A year ago, as discussed in our newsletter of December 2, 2019, the FCC adopted an Order (FCC 19-121) prohibiting the use of USF funds (including E-rate) to purchase equipment and services from companies — specifically Huawei and ZTE — deemed to be threats to national security.  Last week, in further support of that Order, the FCC denied Huawei’s request for review (FCC 20-179) of its designation as a “covered company,” and issued an Order (FCC 20-176) to establish a program to fund the telecommunications carriers’ costs of replacing insecure equipment and services.  Although school and library applicants are now barred from using E-rate funds to purchase equipment and services directly or indirectly provided by the covered companies, they are not required to replace any previously acquired equipment from those companies.  E-rate applicants, however, should seek confirmation that their carriers are not providing services incorporating prohibited equipment.  The new funding and replacement Order should help carriers abide by these regulations.

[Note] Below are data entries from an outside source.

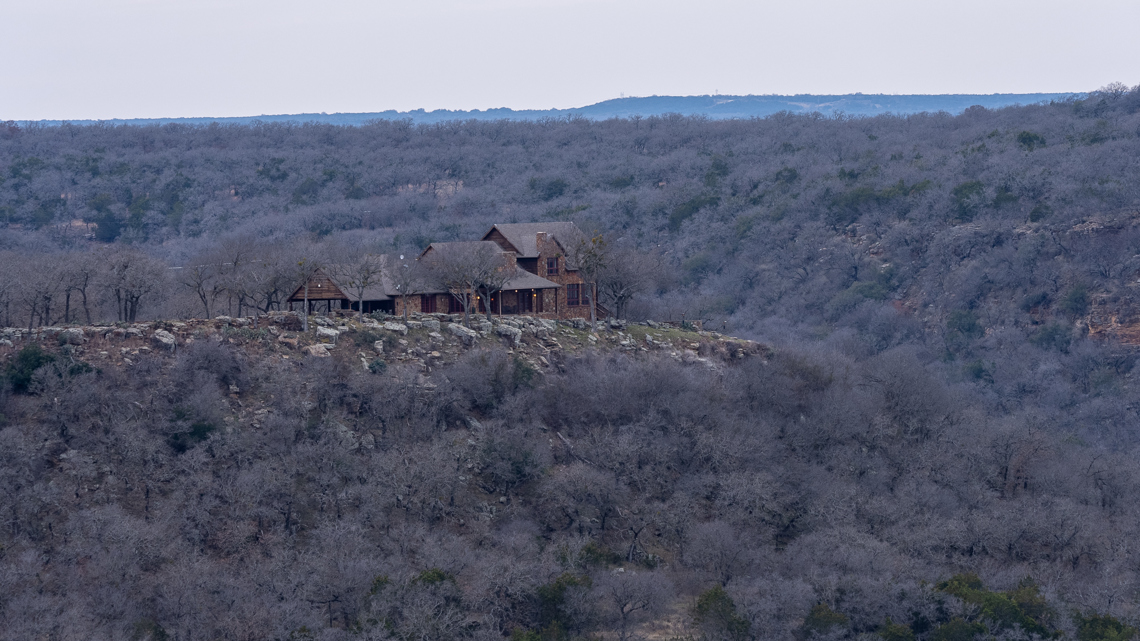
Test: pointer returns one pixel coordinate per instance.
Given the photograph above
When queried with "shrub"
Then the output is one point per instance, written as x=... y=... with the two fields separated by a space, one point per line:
x=1053 y=335
x=958 y=630
x=1031 y=140
x=893 y=631
x=822 y=619
x=181 y=441
x=27 y=360
x=965 y=322
x=1093 y=627
x=967 y=199
x=716 y=611
x=1075 y=301
x=1023 y=607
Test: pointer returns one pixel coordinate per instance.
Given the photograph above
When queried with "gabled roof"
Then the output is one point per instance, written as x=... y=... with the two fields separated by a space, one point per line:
x=523 y=280
x=462 y=244
x=523 y=235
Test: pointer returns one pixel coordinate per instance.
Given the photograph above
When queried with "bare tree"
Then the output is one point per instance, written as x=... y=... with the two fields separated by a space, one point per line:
x=79 y=274
x=632 y=597
x=408 y=277
x=203 y=280
x=40 y=281
x=466 y=270
x=591 y=256
x=308 y=260
x=627 y=274
x=358 y=273
x=132 y=276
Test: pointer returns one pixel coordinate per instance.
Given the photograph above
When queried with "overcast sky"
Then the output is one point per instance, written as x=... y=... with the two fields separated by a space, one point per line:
x=164 y=58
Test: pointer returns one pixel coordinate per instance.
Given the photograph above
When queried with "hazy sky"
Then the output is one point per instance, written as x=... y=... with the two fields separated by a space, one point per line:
x=161 y=58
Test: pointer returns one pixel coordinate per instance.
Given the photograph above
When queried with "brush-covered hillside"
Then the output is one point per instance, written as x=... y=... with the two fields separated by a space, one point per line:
x=917 y=419
x=377 y=479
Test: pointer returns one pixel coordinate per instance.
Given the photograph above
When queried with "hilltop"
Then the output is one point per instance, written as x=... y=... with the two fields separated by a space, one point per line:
x=716 y=107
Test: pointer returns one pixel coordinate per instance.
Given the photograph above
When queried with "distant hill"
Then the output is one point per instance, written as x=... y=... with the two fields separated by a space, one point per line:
x=717 y=107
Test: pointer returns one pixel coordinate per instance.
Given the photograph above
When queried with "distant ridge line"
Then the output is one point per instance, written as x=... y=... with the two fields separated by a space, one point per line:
x=715 y=107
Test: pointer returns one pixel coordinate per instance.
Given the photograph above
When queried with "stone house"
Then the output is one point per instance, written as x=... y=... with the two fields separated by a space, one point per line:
x=545 y=282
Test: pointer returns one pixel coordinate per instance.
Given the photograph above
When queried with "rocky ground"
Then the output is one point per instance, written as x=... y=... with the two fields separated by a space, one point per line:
x=425 y=341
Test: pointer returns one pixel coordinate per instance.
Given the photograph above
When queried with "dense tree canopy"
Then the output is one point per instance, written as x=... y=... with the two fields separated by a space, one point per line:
x=942 y=445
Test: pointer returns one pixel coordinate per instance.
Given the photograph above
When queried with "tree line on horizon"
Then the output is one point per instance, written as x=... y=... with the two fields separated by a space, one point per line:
x=942 y=445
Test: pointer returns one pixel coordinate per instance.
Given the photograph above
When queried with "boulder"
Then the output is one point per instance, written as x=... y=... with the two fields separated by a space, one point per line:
x=317 y=349
x=398 y=327
x=72 y=335
x=463 y=333
x=162 y=338
x=512 y=333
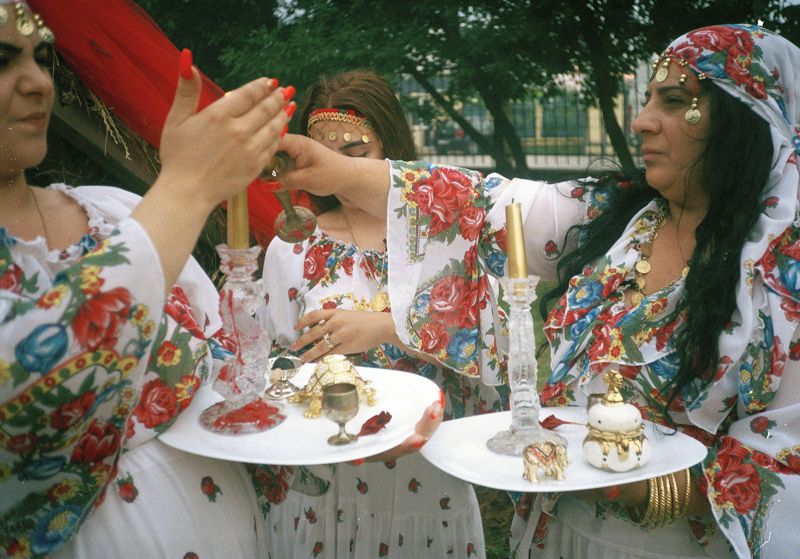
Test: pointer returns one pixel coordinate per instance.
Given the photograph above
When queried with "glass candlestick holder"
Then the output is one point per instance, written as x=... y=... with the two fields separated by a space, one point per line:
x=525 y=429
x=242 y=379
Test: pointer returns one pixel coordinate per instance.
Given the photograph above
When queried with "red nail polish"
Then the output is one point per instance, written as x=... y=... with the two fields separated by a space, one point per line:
x=271 y=186
x=288 y=92
x=185 y=64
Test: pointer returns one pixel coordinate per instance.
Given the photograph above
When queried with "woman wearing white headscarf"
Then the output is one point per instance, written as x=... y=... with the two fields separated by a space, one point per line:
x=706 y=339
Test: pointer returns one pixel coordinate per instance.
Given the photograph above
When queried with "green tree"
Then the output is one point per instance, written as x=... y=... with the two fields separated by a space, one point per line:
x=495 y=51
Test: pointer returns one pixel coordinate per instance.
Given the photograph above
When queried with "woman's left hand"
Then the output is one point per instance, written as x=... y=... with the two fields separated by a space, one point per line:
x=630 y=495
x=424 y=430
x=343 y=331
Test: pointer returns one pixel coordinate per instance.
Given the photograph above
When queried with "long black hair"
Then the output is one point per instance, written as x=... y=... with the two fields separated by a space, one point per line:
x=736 y=162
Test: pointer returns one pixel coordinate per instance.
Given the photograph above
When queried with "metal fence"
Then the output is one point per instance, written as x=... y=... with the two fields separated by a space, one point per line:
x=559 y=134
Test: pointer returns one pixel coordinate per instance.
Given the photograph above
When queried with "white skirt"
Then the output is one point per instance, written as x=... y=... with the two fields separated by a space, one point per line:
x=170 y=504
x=575 y=532
x=408 y=510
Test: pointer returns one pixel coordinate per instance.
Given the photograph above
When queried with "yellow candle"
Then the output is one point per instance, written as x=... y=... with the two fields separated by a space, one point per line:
x=517 y=262
x=238 y=226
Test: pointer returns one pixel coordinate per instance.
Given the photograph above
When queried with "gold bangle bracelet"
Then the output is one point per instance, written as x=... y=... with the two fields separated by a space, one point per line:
x=663 y=504
x=687 y=492
x=674 y=509
x=652 y=498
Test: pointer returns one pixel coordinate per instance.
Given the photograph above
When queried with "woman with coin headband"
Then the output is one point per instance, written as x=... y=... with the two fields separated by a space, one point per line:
x=107 y=325
x=683 y=277
x=329 y=294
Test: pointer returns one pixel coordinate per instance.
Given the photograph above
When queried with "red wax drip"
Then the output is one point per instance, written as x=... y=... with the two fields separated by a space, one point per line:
x=256 y=412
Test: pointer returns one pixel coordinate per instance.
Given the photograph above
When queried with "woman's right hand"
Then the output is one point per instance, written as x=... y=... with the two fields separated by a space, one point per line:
x=213 y=154
x=361 y=181
x=207 y=157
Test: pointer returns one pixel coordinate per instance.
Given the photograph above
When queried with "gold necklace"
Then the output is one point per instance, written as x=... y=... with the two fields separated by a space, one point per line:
x=643 y=266
x=380 y=301
x=41 y=217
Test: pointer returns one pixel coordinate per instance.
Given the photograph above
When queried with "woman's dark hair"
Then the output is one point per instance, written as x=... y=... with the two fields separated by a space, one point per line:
x=369 y=94
x=736 y=163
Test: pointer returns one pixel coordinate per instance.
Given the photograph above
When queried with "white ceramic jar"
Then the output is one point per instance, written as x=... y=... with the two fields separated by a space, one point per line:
x=615 y=439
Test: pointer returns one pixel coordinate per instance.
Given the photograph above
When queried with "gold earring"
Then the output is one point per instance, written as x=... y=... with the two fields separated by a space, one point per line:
x=693 y=115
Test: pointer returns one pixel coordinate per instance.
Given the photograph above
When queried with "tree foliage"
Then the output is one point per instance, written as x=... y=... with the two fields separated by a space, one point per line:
x=496 y=51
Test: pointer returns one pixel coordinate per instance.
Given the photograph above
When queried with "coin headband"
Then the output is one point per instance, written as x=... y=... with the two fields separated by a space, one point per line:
x=27 y=21
x=343 y=116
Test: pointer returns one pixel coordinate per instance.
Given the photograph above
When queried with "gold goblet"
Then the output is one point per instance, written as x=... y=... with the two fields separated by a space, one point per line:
x=340 y=404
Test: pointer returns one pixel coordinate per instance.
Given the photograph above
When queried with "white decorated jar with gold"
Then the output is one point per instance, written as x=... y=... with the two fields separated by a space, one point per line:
x=615 y=439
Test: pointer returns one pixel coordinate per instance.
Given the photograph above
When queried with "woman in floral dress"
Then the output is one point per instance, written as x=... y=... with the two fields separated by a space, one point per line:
x=328 y=295
x=705 y=334
x=90 y=356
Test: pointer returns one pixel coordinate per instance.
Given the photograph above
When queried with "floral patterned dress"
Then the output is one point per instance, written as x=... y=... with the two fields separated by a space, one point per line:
x=404 y=508
x=450 y=233
x=93 y=367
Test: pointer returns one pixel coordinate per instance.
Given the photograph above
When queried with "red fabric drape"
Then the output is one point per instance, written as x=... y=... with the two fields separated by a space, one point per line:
x=126 y=60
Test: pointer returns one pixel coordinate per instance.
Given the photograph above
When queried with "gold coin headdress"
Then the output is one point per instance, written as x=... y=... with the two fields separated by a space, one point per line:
x=339 y=122
x=27 y=21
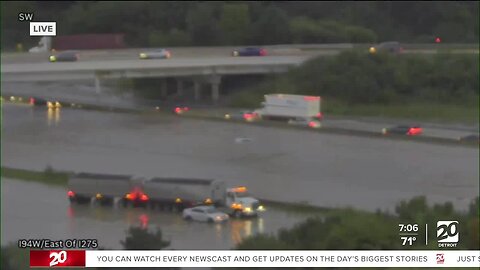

USAC’s Schools and Libraries News Brief of December 11, 2020, provides two additional FAQs and one corrected FAQ to the series of fall training FAQs that have appeared in the preceding three News Briefs.  To review the earlier FAQs, use the following links:

  • November 13th covers the 2020 Training Kickoff Event, an E-rate Program Overview, and an EPC Demonstration.
  • November 20th covers the E-Rate Pre-Commitment Process, Category Two Budgets, and the Category Two Budget Tool.
  • December 4th (there was no News Brief on November 27th) covers the E-rate Post-Commitment Process, the EPC Administrative Window, and Eligible Services.

Last week’s News Brief:

  • Provides the following FAQ on the E-rate Pre-Commitment Process — What factors do I need to consider if I am signing an addendum to my original contract with my service provider?
  • Adds the following FAQ on Eligible Services — My service provider wants to finish installation of the equipment necessary to provide my Category One service and turn on the recurring service on May 1 preceding the funding year for testing purposes.  Is this allowable?

    Note:   Most importantly, USAC reminds applicants that “If the funding request is for leased lit fiber, leased dark fiber, self-provisioned fiber, or an equivalent technology for which special construction is requested, USAC will not pay discounts on the special construction charges if the recurring service is turned on before July 1 of the funding year.  Commission rules provide that the actual start date for a recurring service that includes construction services must begin on or after the start date of the funding year (July 1).” [Emphasis added]
  • Corrects one bullet point in the EPC Administrative Window  FAQ — What do I enter in the Community Eligibility Provision (“CEP”) Base Year field?

The News Brief also:  (a) references the amended E-rate invoicing rules discussed above; (b) indicates that the 2021 Payment Quality Assurance (“PQA”) assessment has begun; and (c), notes two recent navigation modifications made to increase the usability of the USAC website.